Originally Posted by TransWorld (Post 3589010)
Can they lower it below 1,500 hours? Lol

They would 100% lower it if they could. They don't care about the quality of pilots they're hiring as long as classes are full and no one is running off the end of the runway at BUR or MDW.

Whoopsmybad 02-09-2023 06:50 PM


Originally Posted by WHACKMASTER (Post 3589100)
I’d prefer not to put my family on one with a 1,500 fresh ATPed CFI. Certainly not on a 737.

Then don’t have them fly at Alaska, Sun Country, and others. Because they hire 1500 hr CFIs. And frontier, spirit, etc to the bus. It’s already happening, just not at the big 3 (4)?

Yet.

Lewbronski 02-11-2023 06:56 PM


Originally Posted by fcoolaiddrinker (Post 3588762)
I believe they meant to the mediator/nmb bod which I agree with to an extent. You want to show what your asking for is reasonable and management has no issues with the ability to pay. It seems you missed a step. Petition for release from mediation. That’s a big step and needs to put forth a good argument as to why you believe mediation is not working. If you don’t hear something back in a timely fashion your leverage is not going up and could be argued it went down a bit. It can be a bit of a gamble. IMO you won’t get to that point and will have an agreement in mediation. As others have pointed out management doesn’t really have a whole lot of options with the shortage.

1) As far as I know, formally asking the NMB for a proffer of arbitration is not a required step in the RLA process (like one party filing for mediation) nor in the SWAPA constitution (like a SAV). Unions do write letters to the NMB requesting that it proffer arbitration. Here's a copy of a letter the attorney for the BMWED and SMART-MD, two of the unions involved in the national coalition of railroad unions labor dispute last year, wrote asking the NMB to proffer arbitration in their case. The letter was written in February of last year. The NMB ended up proffering arbitration in June. Since it's not required either by the RLA nor by the SWAPA constitution, I don't know that it impacts leverage very much.

2) Yes, the RLA and the NLRA (which the courts have mostly accepted as pertaining to RLA cases in terms of the requirements of good faith bargaining) require that both sides "exert every reasonable effort to make and maintain agreements." However, "reasonable" does not mean that our contractual demands have to be constrained by what the company perceives as "industry standard" or really, by any other measure other than what our economic strength as a labor group can obtain. I wrote a very long post on this recently called "Unreasonable to seek better than narrow body?" Check it out. A few pertinent quotes from RLA cases:


… the labor laws allow economic strength ultimately to control the establishment of contract terms, regardless of which side may have better reasons for its position … It is ‘permissible for a party to engage in `hard bargaining,' utilizing its economic power to its advantage to retain as many rights as possible’ subject only to necessity that there be a subjective ‘desire to reach ultimate agreement.’

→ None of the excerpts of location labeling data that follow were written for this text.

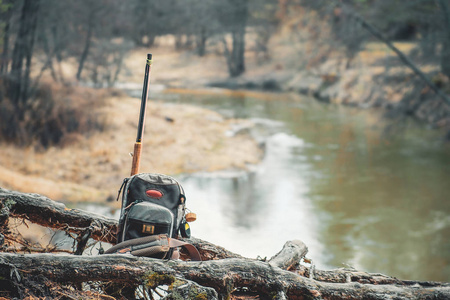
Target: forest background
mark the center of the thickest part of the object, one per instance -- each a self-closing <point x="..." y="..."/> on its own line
<point x="324" y="42"/>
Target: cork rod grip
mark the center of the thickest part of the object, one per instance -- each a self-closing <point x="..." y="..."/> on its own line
<point x="136" y="159"/>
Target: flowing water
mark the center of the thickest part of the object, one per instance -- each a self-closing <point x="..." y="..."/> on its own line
<point x="332" y="178"/>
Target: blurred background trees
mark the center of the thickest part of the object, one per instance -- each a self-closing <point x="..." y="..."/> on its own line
<point x="98" y="34"/>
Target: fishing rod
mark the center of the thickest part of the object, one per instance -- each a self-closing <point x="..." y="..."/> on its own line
<point x="140" y="133"/>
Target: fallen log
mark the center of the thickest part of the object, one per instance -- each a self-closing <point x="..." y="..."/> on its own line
<point x="221" y="275"/>
<point x="225" y="276"/>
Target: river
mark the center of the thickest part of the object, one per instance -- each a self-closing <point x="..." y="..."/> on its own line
<point x="332" y="177"/>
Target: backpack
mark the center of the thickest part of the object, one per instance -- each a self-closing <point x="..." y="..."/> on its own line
<point x="152" y="216"/>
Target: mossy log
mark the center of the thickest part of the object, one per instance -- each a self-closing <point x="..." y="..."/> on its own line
<point x="222" y="274"/>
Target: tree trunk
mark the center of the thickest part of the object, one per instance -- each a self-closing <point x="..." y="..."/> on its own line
<point x="235" y="57"/>
<point x="221" y="274"/>
<point x="445" y="52"/>
<point x="5" y="59"/>
<point x="23" y="50"/>
<point x="400" y="55"/>
<point x="87" y="44"/>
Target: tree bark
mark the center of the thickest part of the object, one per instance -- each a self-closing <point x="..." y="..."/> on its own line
<point x="235" y="57"/>
<point x="225" y="276"/>
<point x="46" y="212"/>
<point x="221" y="274"/>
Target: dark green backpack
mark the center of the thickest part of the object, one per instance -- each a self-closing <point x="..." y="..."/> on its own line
<point x="152" y="217"/>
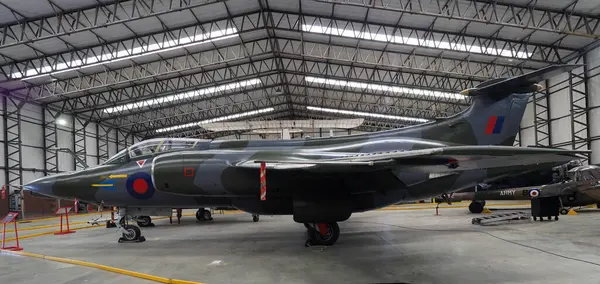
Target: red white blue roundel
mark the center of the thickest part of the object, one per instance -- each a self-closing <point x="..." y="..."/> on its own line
<point x="534" y="192"/>
<point x="139" y="185"/>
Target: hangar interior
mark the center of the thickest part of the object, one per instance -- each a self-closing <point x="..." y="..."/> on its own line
<point x="82" y="80"/>
<point x="94" y="77"/>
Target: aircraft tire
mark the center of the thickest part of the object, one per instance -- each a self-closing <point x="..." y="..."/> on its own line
<point x="476" y="207"/>
<point x="144" y="221"/>
<point x="133" y="233"/>
<point x="333" y="233"/>
<point x="206" y="216"/>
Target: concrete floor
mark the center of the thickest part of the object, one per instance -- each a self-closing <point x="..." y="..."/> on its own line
<point x="379" y="246"/>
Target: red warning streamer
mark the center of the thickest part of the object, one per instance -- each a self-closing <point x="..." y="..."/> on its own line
<point x="263" y="181"/>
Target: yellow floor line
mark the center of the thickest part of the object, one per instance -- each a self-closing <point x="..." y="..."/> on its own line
<point x="51" y="232"/>
<point x="443" y="207"/>
<point x="58" y="217"/>
<point x="43" y="227"/>
<point x="103" y="267"/>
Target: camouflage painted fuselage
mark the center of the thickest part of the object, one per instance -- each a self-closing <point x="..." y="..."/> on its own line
<point x="208" y="173"/>
<point x="215" y="180"/>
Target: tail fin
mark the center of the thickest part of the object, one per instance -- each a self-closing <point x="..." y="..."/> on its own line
<point x="495" y="115"/>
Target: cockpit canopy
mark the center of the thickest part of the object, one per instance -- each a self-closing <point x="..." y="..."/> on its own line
<point x="584" y="173"/>
<point x="154" y="146"/>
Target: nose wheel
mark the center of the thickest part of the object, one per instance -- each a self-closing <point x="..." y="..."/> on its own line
<point x="203" y="215"/>
<point x="130" y="233"/>
<point x="324" y="234"/>
<point x="144" y="221"/>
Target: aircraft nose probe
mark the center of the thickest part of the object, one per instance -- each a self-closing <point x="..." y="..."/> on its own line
<point x="42" y="186"/>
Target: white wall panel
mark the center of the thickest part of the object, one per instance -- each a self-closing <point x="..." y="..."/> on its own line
<point x="593" y="61"/>
<point x="29" y="112"/>
<point x="2" y="156"/>
<point x="32" y="157"/>
<point x="65" y="140"/>
<point x="31" y="134"/>
<point x="529" y="115"/>
<point x="112" y="145"/>
<point x="29" y="176"/>
<point x="527" y="136"/>
<point x="560" y="109"/>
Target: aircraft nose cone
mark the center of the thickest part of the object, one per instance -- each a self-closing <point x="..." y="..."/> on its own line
<point x="42" y="186"/>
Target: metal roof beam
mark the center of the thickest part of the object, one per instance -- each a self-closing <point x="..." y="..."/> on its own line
<point x="111" y="79"/>
<point x="140" y="117"/>
<point x="368" y="125"/>
<point x="128" y="48"/>
<point x="139" y="94"/>
<point x="428" y="38"/>
<point x="168" y="86"/>
<point x="201" y="61"/>
<point x="491" y="12"/>
<point x="238" y="105"/>
<point x="391" y="76"/>
<point x="222" y="105"/>
<point x="90" y="18"/>
<point x="203" y="133"/>
<point x="412" y="62"/>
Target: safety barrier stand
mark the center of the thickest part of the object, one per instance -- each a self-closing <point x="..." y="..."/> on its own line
<point x="10" y="217"/>
<point x="64" y="211"/>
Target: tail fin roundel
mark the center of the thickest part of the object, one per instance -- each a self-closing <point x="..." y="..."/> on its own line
<point x="495" y="114"/>
<point x="499" y="105"/>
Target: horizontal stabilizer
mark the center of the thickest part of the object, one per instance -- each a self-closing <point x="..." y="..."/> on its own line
<point x="442" y="159"/>
<point x="525" y="83"/>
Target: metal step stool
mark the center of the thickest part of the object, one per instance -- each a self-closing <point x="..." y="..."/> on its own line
<point x="521" y="215"/>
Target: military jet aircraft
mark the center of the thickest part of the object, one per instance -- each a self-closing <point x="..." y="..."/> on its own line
<point x="582" y="188"/>
<point x="320" y="181"/>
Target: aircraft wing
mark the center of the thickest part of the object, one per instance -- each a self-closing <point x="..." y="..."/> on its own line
<point x="441" y="159"/>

The union disputed the claim that there would be a cost increase estimated to be 294% but Chief Judge Peckham found it simply ‘unnecessary to the resolution [of the good faith bargaining issue] to determine the actual figures. [The airline] is effectively asking the court to hold that the sheer size of the Teamsters' economic demands, and the distance between the parties after a long period of negotiations, amounts to a lack of reasonable effort by the union to reach an agreement.’ The district court concluded it was forbidden by ‘the strong federal labor policy against governmental interference with the substantive terms of collective-bargaining agreements’ from pursuing the matter further.

REA is a private enterprise corporation operating under a laissez faire economy; the circumstance that it cannot meet the demands of a competitive system and may face bankruptcy, if such be the fact, does not require its employees to accept a wage they deem inadequate and to surrender their legal right to strike once the procedures under the [RLA] have been met. To hold that the employees' assertion of their rights manifests a failure to exert every reasonable effort to resolve all disputes and thereby constitutes a [RLA] violation is without validity. It suggests that a court has the power to apply a coercive force upon the employees to yield to the carrier's offer even though they deem it inadequate—in effect, it would impose upon them the financing of an undercapitalized carrier … While BRAC was required to exert every reasonable effort to end the dispute, this did not mean that it was required to surrender its position entirely, or the legal rights of its members.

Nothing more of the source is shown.